Em meio a lonas laranjas, cinzas e azuis, um grande ponto rosa bebê se destaca: a barraca decorada com tecidos de cetim, bordados com corações, pertence ao jovem Tiago, de 16 anos, e sua mulher. Nascido em Santa Catarina, Tiago alega já ter viajado o mundo inteiro. Suas roupas se diferenciavam das vestimentas que os convidados do evento usavam. Enquanto os homens vindos de fora trajavam camisas coloridas e bem extravagantes, ele vestia o que mais gosta: calça jeans, botas, camisa, faltando apenas o chapéu de rodeio. Quando perguntado sobre o estilo musical, relatou que preferia mesmo um “modão” sertanejo.

À margem do espetáculo, Fabrícia, uma cigana residente do acampamento, disse que se sentia indiferente com o que estava acontecendo ali, quando questionada sobre os motivos dela não participar das danças, respondeu. “Isso aqui não é nós (sic). Ninguém quer ver isso aqui, querem ver o bonito”.

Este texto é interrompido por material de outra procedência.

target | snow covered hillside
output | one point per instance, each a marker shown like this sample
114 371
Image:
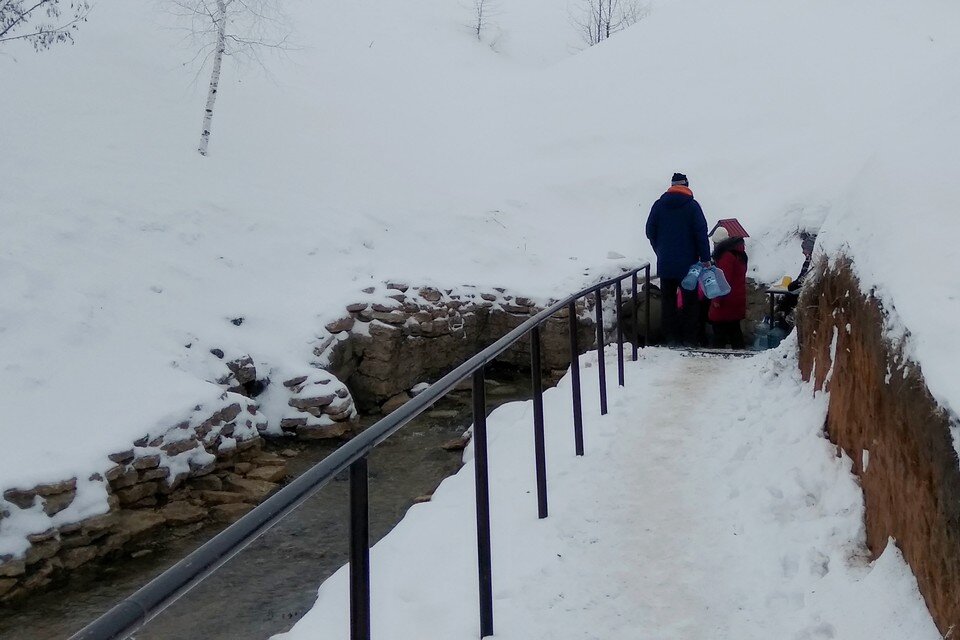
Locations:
390 144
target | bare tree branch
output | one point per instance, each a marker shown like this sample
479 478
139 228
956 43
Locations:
601 19
218 29
42 19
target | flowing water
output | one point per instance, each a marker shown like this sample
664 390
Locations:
267 587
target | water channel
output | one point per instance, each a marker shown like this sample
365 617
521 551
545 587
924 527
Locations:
266 588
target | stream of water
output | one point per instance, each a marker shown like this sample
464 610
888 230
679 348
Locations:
272 583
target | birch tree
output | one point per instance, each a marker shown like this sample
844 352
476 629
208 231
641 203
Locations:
600 19
42 23
483 11
241 29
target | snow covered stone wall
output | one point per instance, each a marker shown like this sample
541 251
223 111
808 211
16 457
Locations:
397 336
899 438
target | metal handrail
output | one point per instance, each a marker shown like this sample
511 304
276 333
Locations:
136 610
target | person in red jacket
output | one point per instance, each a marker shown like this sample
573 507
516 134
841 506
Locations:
726 312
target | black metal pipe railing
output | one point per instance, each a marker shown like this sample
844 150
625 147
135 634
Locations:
132 613
601 361
539 445
359 551
575 379
482 490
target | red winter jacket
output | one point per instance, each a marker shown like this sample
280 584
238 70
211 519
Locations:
731 258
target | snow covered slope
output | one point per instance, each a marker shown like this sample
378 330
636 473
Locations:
390 144
708 505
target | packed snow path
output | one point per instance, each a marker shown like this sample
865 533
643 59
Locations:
708 505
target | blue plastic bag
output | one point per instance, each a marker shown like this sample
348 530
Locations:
714 283
690 280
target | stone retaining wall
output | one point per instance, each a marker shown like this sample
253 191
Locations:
883 416
210 467
404 336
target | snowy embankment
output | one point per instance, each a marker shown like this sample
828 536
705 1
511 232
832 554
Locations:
708 505
400 148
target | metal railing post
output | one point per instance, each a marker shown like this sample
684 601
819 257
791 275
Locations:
619 294
483 503
538 439
575 379
646 295
359 552
634 300
601 365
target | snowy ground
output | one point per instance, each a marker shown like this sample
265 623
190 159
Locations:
708 505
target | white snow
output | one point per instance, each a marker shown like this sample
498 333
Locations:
390 145
708 505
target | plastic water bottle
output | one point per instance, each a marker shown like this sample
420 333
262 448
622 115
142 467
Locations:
711 288
690 280
761 332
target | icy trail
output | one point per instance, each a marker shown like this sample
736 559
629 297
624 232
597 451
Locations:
708 505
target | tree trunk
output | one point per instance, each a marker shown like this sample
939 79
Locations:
214 76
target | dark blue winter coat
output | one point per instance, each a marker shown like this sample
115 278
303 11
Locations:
677 230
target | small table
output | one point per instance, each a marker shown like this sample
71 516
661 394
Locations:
773 292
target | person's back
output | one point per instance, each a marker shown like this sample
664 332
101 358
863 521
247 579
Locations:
726 312
677 230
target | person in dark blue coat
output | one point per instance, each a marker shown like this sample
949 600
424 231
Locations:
677 229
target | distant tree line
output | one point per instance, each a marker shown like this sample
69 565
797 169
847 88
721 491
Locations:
42 23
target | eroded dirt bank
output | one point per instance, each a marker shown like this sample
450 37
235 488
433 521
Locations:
882 414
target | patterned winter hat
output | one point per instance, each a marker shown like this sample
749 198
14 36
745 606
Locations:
719 235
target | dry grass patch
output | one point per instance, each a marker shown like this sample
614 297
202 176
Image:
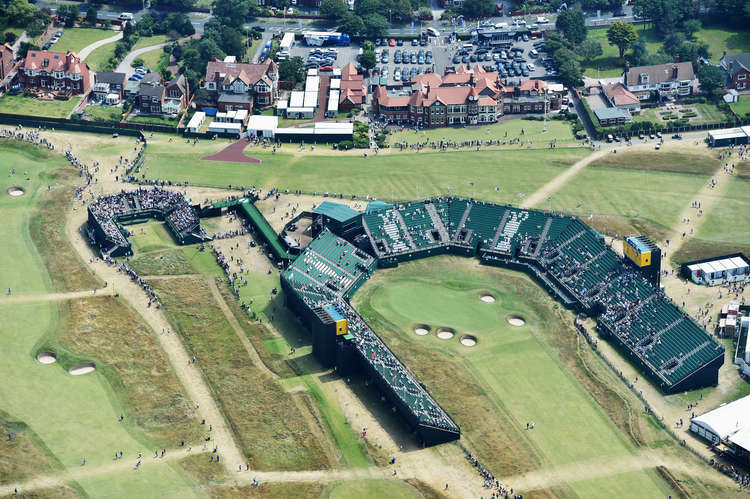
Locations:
106 331
269 426
697 162
47 228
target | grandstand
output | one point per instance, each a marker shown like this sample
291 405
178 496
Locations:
568 258
108 214
573 262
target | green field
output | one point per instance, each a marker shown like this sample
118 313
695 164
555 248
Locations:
31 106
75 39
649 193
403 176
77 417
533 131
517 369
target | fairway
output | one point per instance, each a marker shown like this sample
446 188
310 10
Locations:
514 365
74 416
394 175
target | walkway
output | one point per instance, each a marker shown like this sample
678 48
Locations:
86 51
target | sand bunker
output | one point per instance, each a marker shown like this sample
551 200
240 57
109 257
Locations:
445 333
85 368
468 340
46 358
422 329
515 320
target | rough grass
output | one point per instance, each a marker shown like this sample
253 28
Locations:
274 490
134 365
47 229
25 455
270 428
477 386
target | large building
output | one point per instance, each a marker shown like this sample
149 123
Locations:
675 79
465 97
737 68
64 74
234 86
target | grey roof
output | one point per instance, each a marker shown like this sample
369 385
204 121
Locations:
611 113
235 98
739 61
110 77
660 73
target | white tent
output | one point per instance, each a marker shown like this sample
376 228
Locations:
725 420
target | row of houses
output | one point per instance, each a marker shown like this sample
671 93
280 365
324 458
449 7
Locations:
469 96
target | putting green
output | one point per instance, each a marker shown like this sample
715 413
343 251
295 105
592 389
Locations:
515 365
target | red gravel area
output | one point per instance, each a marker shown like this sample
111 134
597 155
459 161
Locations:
233 154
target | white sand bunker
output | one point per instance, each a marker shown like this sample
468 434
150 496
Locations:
468 340
515 320
445 333
422 329
85 368
46 358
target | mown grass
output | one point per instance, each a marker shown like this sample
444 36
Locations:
269 427
403 176
564 397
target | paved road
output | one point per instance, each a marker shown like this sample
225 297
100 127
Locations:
126 65
86 51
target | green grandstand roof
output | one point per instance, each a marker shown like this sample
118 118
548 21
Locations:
336 211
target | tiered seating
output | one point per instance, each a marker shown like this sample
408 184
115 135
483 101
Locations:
384 224
419 224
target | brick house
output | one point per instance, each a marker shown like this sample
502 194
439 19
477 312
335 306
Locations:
737 68
54 71
6 60
170 98
667 80
234 86
353 90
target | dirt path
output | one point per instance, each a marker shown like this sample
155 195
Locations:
553 185
708 197
109 291
86 51
188 373
120 466
238 329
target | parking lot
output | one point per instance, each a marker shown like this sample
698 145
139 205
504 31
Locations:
434 54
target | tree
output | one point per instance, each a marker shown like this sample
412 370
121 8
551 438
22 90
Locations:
368 59
478 8
691 27
375 26
572 24
711 78
91 15
68 14
589 50
293 69
621 35
333 9
352 25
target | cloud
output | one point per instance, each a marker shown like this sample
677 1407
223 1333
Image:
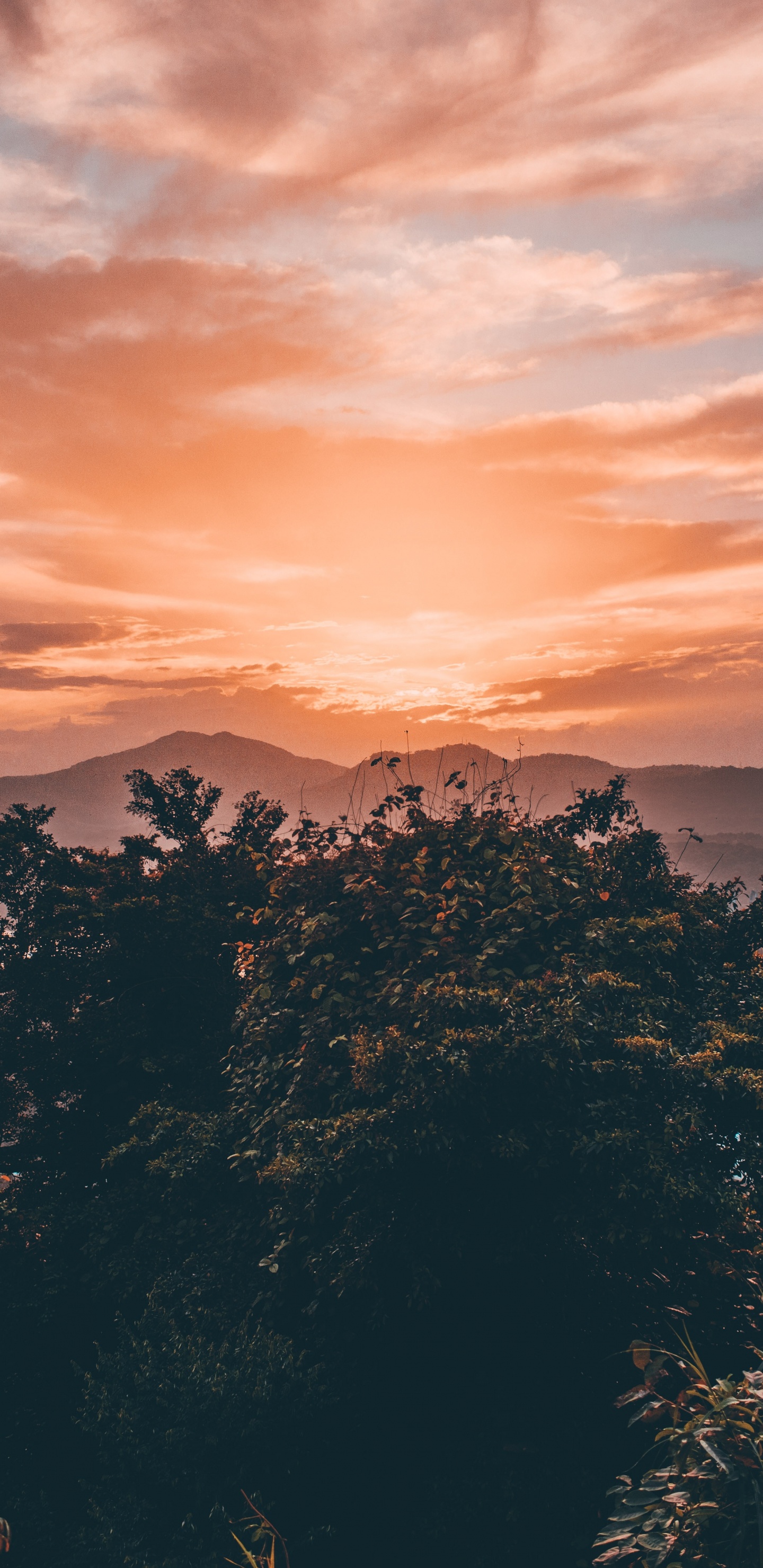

Mas não são todos os membros dessa comunidade que levam a vida como Fabrícia. O estilo de vida cigano pode variar, indo desde os que são adeptos ao nomadismo até aqueles que possuem uma melhor condição financeira e preferem não frequentar as conhecidas feiras. Há muita discordância sobre o que é ser cigano de fato, até mesmo entre os que se identificam com esse estilo de vida. Não existe um consenso do que é ser cigano. Para cada indivíduo o que vale é a autoafirmação e o sentimento que carrega pelo seu povo.